Cooking from Scratch

Greens & CornbreadTake a gander at most boxed mixes for things like cakes, cookies, and breads, and it’s a hodgepodge of chemicals, fillers, dyes, and colorings.  These things aren’t needed to make the product delicious and certainly not to make it healthful.  Instead, they’re used to stabilize the ingredients, so that the box can linger on a shelf for weeks and months.  Then we take that science experiment into our bodies.

That’s why it’s such a joy to make food from scratch. You know every ingredient that’s going into it.  You don’t need a science degree or to become a part-time chemist to understand what you’re ingesting.  What’s even better is when it’s so easy, tasty, and simple that you’re left asking yourself why anyone would make it from a box in the first place. 

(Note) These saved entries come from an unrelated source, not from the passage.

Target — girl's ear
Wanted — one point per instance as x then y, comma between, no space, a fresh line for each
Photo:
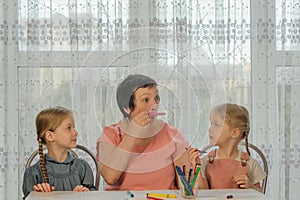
127,110
50,136
236,133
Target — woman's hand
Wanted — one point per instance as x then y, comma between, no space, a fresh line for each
193,154
43,187
242,181
80,188
141,119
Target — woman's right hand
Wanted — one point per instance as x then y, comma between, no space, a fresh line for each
43,187
194,154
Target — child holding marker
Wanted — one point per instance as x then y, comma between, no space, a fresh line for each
228,167
58,169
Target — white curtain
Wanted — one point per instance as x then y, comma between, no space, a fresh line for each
73,53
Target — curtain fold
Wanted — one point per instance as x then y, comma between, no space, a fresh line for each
73,53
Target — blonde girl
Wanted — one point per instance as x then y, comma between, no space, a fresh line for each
58,169
228,166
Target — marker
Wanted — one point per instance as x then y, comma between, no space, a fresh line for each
161,195
195,176
130,194
154,198
190,175
153,114
201,152
184,181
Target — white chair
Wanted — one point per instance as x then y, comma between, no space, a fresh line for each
76,153
255,152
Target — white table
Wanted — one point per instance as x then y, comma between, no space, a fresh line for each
238,194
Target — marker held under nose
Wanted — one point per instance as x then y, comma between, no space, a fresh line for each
153,114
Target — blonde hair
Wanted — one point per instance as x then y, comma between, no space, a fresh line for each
235,116
48,120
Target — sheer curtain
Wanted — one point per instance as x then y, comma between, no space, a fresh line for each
73,54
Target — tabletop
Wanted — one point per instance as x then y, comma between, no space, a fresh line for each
234,194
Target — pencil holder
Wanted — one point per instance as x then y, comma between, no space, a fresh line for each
189,186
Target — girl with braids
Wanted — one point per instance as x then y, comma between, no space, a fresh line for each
58,169
228,166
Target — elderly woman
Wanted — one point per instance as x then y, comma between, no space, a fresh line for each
140,152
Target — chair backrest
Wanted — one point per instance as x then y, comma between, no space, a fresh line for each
258,155
76,153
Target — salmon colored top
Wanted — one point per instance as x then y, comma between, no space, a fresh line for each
150,167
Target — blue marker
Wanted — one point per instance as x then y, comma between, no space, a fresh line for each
130,194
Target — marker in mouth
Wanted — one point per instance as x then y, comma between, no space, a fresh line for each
153,114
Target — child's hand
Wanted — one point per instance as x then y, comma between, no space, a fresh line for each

That’s how I felt making Cornbread Biscuits from Vegan Brunch.  They came together in no time at all with ingredients that most everyone would have on hand.  I popped them into the oven for 14 minutes, and they were hot and ready.  It makes you wonder how we all got duped into believing that it’s easier to use a mix in the first place.  The cornbread biscuits were much more flavorful and moist than any boxed cornbread I’ve ever had, and they paired perfectly with sautéed collard greens, green beans tossed in Sun-Dried Tomato and Walnut Pesto from Vegan Table, and corn on the cob.  It was a perfect summer meal to a corn-fed Iowa girl, getting back to her roots on a warm July evening.